На острове Акилл у побережья Донегала, что на западе Ирландии, жила в те времена женщина по имени Гранья О’Малли; и была она госпожой над морскими разбойниками, ходившими в набеги на острова – и на север, в Шотландию, и на юг до самой Бретани. Гранья построила себе замок на Акилле и еще один – на острове Клэр; когда ее пираты отправлялись за добычей из залива Клю, она сама командовала флотилией, стоя на палубе самой большой галеры. В юности она была «стриженой девчонкой», одевалась в мужское и так донимала отца, водившего торговые суда в Испанию, что в конце концов он стал брать ее с собой, а сына оставлял дома. Гранья умела читать и писать, стрелять из пистоля и драться на саблях. Врали, будто ее отец и брат, да и сама она по молодости промышляли грабежами: зажигали ложные огни на мысу, а после подбирали все ценное с кораблей, потерпевших крушение. Всякий, кто повторял эти россказни, становился ее врагом, а жало у ее вражды было острым. Друзья, окружавшие Гранью, были подчас ничем не лучше врагов: дикие О’Флаэрти, способные убивать просто ради удовольствия; Макмахоны из внутренних земель; шотландцы Макдоннелы со своими полчищами шотландских краснолапов, поселившиеся в долине Антрима как у себя дома. Теперь ей было лет тридцать или сорок; она превратилась в грозную силу, с которой считалось все побережье Мейо. А Хью О’Нил уже и сам был взрослым мужчиной – двадцати лет от роду, с густой рыжей бородой, когда однажды, весенним утром, у ворот Данганнонского замка объявился посыльный и попросил о встрече. Он, дескать, привез весточку лорду танисту от госпожи Граньи. Его привели на кухню. Послали за Хью. Гонец терпеливо, молча ждал; наконец Хью сам вышел к нему и встал на пороге.

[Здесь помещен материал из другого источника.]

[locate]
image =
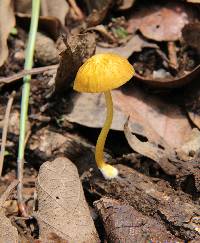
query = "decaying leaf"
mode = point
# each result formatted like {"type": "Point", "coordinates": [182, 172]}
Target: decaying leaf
{"type": "Point", "coordinates": [125, 224]}
{"type": "Point", "coordinates": [135, 44]}
{"type": "Point", "coordinates": [7, 22]}
{"type": "Point", "coordinates": [151, 116]}
{"type": "Point", "coordinates": [125, 4]}
{"type": "Point", "coordinates": [78, 49]}
{"type": "Point", "coordinates": [191, 35]}
{"type": "Point", "coordinates": [161, 22]}
{"type": "Point", "coordinates": [48, 8]}
{"type": "Point", "coordinates": [171, 82]}
{"type": "Point", "coordinates": [154, 198]}
{"type": "Point", "coordinates": [62, 208]}
{"type": "Point", "coordinates": [192, 101]}
{"type": "Point", "coordinates": [45, 50]}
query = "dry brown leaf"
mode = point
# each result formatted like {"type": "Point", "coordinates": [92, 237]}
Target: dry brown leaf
{"type": "Point", "coordinates": [78, 49]}
{"type": "Point", "coordinates": [191, 35]}
{"type": "Point", "coordinates": [151, 116]}
{"type": "Point", "coordinates": [125, 4]}
{"type": "Point", "coordinates": [125, 224]}
{"type": "Point", "coordinates": [161, 22]}
{"type": "Point", "coordinates": [154, 198]}
{"type": "Point", "coordinates": [62, 208]}
{"type": "Point", "coordinates": [135, 44]}
{"type": "Point", "coordinates": [171, 82]}
{"type": "Point", "coordinates": [7, 22]}
{"type": "Point", "coordinates": [192, 103]}
{"type": "Point", "coordinates": [48, 8]}
{"type": "Point", "coordinates": [152, 151]}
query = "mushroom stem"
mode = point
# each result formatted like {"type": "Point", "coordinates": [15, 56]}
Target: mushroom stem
{"type": "Point", "coordinates": [107, 170]}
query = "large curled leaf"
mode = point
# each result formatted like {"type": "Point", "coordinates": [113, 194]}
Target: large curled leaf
{"type": "Point", "coordinates": [62, 208]}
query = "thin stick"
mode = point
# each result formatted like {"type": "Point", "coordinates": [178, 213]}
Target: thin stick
{"type": "Point", "coordinates": [8, 191]}
{"type": "Point", "coordinates": [172, 55]}
{"type": "Point", "coordinates": [21, 74]}
{"type": "Point", "coordinates": [5, 129]}
{"type": "Point", "coordinates": [25, 100]}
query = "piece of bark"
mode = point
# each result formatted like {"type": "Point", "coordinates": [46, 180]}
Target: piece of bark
{"type": "Point", "coordinates": [177, 212]}
{"type": "Point", "coordinates": [123, 223]}
{"type": "Point", "coordinates": [62, 208]}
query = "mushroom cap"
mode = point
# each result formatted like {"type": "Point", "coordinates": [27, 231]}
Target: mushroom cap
{"type": "Point", "coordinates": [103, 72]}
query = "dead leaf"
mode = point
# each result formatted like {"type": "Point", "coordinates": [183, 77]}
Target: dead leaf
{"type": "Point", "coordinates": [46, 52]}
{"type": "Point", "coordinates": [48, 8]}
{"type": "Point", "coordinates": [161, 22]}
{"type": "Point", "coordinates": [97, 11]}
{"type": "Point", "coordinates": [191, 35]}
{"type": "Point", "coordinates": [172, 82]}
{"type": "Point", "coordinates": [78, 49]}
{"type": "Point", "coordinates": [125, 4]}
{"type": "Point", "coordinates": [155, 198]}
{"type": "Point", "coordinates": [135, 44]}
{"type": "Point", "coordinates": [62, 208]}
{"type": "Point", "coordinates": [7, 22]}
{"type": "Point", "coordinates": [151, 116]}
{"type": "Point", "coordinates": [192, 103]}
{"type": "Point", "coordinates": [125, 224]}
{"type": "Point", "coordinates": [159, 154]}
{"type": "Point", "coordinates": [182, 162]}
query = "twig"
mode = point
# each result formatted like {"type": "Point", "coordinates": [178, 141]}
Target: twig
{"type": "Point", "coordinates": [172, 55]}
{"type": "Point", "coordinates": [8, 191]}
{"type": "Point", "coordinates": [5, 129]}
{"type": "Point", "coordinates": [76, 9]}
{"type": "Point", "coordinates": [21, 74]}
{"type": "Point", "coordinates": [25, 100]}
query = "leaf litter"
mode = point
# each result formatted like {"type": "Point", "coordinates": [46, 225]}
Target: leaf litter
{"type": "Point", "coordinates": [159, 182]}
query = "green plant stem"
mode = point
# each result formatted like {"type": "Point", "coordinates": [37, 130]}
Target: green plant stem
{"type": "Point", "coordinates": [25, 96]}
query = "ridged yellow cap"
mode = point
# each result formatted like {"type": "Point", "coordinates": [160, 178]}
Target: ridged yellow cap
{"type": "Point", "coordinates": [103, 72]}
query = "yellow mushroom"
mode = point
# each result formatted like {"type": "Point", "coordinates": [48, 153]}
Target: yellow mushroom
{"type": "Point", "coordinates": [102, 73]}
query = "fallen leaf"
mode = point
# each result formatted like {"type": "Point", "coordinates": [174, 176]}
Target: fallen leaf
{"type": "Point", "coordinates": [182, 162]}
{"type": "Point", "coordinates": [48, 8]}
{"type": "Point", "coordinates": [62, 208]}
{"type": "Point", "coordinates": [191, 35]}
{"type": "Point", "coordinates": [154, 198]}
{"type": "Point", "coordinates": [161, 22]}
{"type": "Point", "coordinates": [135, 44]}
{"type": "Point", "coordinates": [172, 82]}
{"type": "Point", "coordinates": [46, 52]}
{"type": "Point", "coordinates": [151, 116]}
{"type": "Point", "coordinates": [125, 224]}
{"type": "Point", "coordinates": [192, 103]}
{"type": "Point", "coordinates": [78, 49]}
{"type": "Point", "coordinates": [7, 22]}
{"type": "Point", "coordinates": [125, 4]}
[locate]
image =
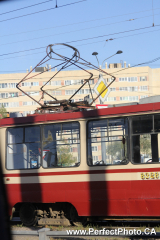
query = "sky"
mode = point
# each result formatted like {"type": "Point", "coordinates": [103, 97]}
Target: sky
{"type": "Point", "coordinates": [28, 27]}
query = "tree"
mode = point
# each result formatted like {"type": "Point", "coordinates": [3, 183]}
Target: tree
{"type": "Point", "coordinates": [3, 112]}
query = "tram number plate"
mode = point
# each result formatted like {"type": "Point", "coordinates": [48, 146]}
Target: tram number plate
{"type": "Point", "coordinates": [150, 175]}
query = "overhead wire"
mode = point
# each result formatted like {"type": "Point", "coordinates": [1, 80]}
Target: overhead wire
{"type": "Point", "coordinates": [49, 9]}
{"type": "Point", "coordinates": [81, 40]}
{"type": "Point", "coordinates": [35, 30]}
{"type": "Point", "coordinates": [26, 40]}
{"type": "Point", "coordinates": [18, 9]}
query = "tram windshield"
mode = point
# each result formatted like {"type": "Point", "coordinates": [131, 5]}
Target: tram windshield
{"type": "Point", "coordinates": [108, 141]}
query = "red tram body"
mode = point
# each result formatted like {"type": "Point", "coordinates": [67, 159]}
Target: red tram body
{"type": "Point", "coordinates": [74, 172]}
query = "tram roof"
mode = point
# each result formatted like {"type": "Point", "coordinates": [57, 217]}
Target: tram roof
{"type": "Point", "coordinates": [66, 116]}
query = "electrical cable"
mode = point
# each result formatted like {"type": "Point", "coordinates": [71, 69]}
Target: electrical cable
{"type": "Point", "coordinates": [81, 40]}
{"type": "Point", "coordinates": [29, 14]}
{"type": "Point", "coordinates": [74, 23]}
{"type": "Point", "coordinates": [73, 31]}
{"type": "Point", "coordinates": [25, 7]}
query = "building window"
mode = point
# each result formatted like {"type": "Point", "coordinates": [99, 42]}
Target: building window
{"type": "Point", "coordinates": [124, 98]}
{"type": "Point", "coordinates": [143, 88]}
{"type": "Point", "coordinates": [110, 99]}
{"type": "Point", "coordinates": [113, 89]}
{"type": "Point", "coordinates": [132, 79]}
{"type": "Point", "coordinates": [143, 79]}
{"type": "Point", "coordinates": [78, 82]}
{"type": "Point", "coordinates": [46, 84]}
{"type": "Point", "coordinates": [69, 92]}
{"type": "Point", "coordinates": [68, 82]}
{"type": "Point", "coordinates": [133, 89]}
{"type": "Point", "coordinates": [56, 83]}
{"type": "Point", "coordinates": [14, 104]}
{"type": "Point", "coordinates": [143, 96]}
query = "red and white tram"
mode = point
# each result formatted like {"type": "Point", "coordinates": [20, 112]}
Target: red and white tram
{"type": "Point", "coordinates": [98, 163]}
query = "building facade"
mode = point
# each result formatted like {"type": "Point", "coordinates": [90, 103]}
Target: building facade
{"type": "Point", "coordinates": [131, 85]}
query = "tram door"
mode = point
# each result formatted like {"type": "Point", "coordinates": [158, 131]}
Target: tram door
{"type": "Point", "coordinates": [108, 154]}
{"type": "Point", "coordinates": [145, 158]}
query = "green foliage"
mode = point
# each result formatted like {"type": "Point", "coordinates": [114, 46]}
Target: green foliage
{"type": "Point", "coordinates": [3, 112]}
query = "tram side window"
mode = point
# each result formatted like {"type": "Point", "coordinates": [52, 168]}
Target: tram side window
{"type": "Point", "coordinates": [23, 147]}
{"type": "Point", "coordinates": [61, 145]}
{"type": "Point", "coordinates": [108, 141]}
{"type": "Point", "coordinates": [146, 139]}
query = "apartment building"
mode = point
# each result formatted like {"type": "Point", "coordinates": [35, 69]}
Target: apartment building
{"type": "Point", "coordinates": [131, 84]}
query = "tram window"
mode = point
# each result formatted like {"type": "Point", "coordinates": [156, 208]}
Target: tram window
{"type": "Point", "coordinates": [142, 124]}
{"type": "Point", "coordinates": [157, 123]}
{"type": "Point", "coordinates": [111, 141]}
{"type": "Point", "coordinates": [61, 145]}
{"type": "Point", "coordinates": [22, 152]}
{"type": "Point", "coordinates": [146, 139]}
{"type": "Point", "coordinates": [15, 135]}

– Почему ты назвал меня танистом? Гонец встал, выпрямился во весь рост и сцепил руки за спиной.

– А что, господин? – ответил он вопросом на вопрос. – Разве нет?

– Наследник Шейна О’Нила – мой дядя, – сказал Хью. – Турлох Линьях. Он и есть танист, избранный как положено. – Гонец молча смотрел на него, даже не изменившись в лице. – Где твое послание?

– Письма я не привез. Передам все по памяти.

Хью сел за стол. Женщины и мальчишки, стряпавшие еду, вышли вон. Гонец тоже уселся обратно. – Я слыхал, что твоя хозяйка – женщина ученая, – заметил Хью. – Умеет писать и по-английски, и на латыни.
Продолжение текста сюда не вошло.